Vingunguti is an administrative ward in the Ilala District of the Dar es Salaam Region of Tanzania. The ward lies south west of the Dar es Salaam central business district. According to the 2012 census, the ward has a total population of 106,946.

The total number of residents at Vingunguti ward is 106,946 and 21868 households. It comprises six Mitaa, namely Mtambani, Mtakuja, Miembeni, Kombo, Butiama and Majengo.

The name Vingunguti is originated from the presence of long trees, so called Minguti in 1970 and that time there were two streets Wapendanao (Kombo) and Mtambani, the first school was known as TAPA which has provided pre-primary school and primary school from standard 1 to 4 level. In 1980 the streets was increased from two streets up to four streets as Mtakuja and Miembeni come up to the list. In 1990's Mlawa Dispensary was established near Miembeni area and goes to be the very first Health center in the area. The name comes from the Dr.Mlawa who was the doctor at Muhimbili Referral Hospital (Muhimbili National Hospital) who was living in Vingunguti.

The first primary schools in Vingunguti are Kombo and Vingunguti 'A' were established in early in 1980s then Mtakuja and Miembeni were come to the list in 2000. The only Secondary School to admit ordinary level students in the ward was Vingunguti Secondary School near Miembeni area in 2010.

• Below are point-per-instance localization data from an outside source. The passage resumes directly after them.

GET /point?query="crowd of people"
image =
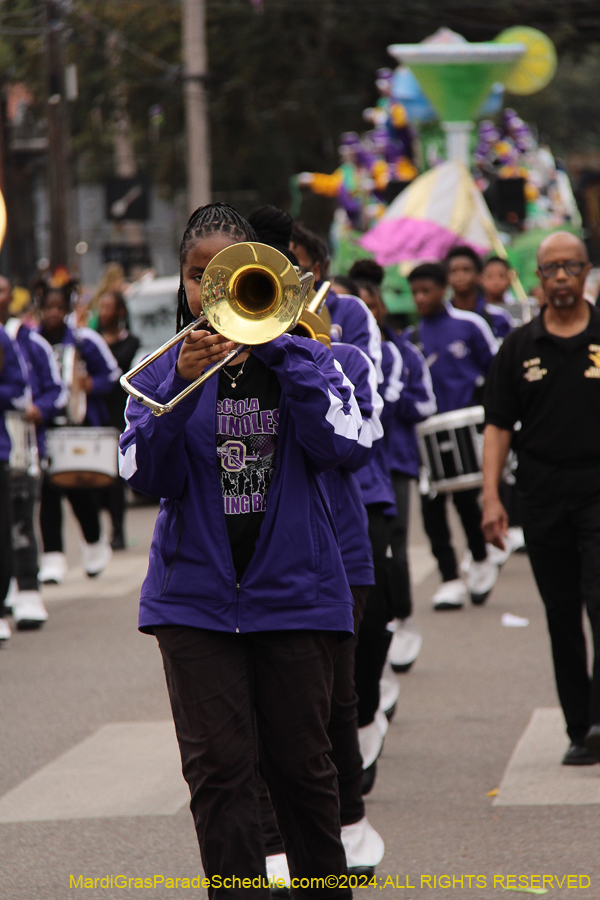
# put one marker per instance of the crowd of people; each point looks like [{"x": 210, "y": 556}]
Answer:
[
  {"x": 57, "y": 372},
  {"x": 278, "y": 586}
]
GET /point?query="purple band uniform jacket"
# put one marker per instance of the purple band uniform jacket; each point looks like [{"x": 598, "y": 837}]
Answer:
[
  {"x": 416, "y": 403},
  {"x": 458, "y": 347},
  {"x": 12, "y": 387},
  {"x": 343, "y": 488},
  {"x": 100, "y": 365},
  {"x": 352, "y": 322},
  {"x": 295, "y": 579}
]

Vingunguti Ward has a total of 4 dispensaries operating in the area namely Vingunguti (Mlawa), Emara, Tayma and Afya Bora. Sources of water are long and short (depth) wells, tap water and river water from  Msimbazi River Valley. Source of income are entrepreneurship, business activities, trading activities, salary, salary from casual labor, house renting, local transportation services (bodaboda, bajaj and Taxi) along with whole sale and retail shops.

There are railways and all seasonal roads in the area used as the main means of the transportation. The common likely used food in Vingunguti is Cassava, beans, rice, maize flour (sembe), wheat flour, meat, potatoes and banana.

Vingunguti also hosts the following;
Chai Bora  a famous tea manufacturer based in Vingunguti.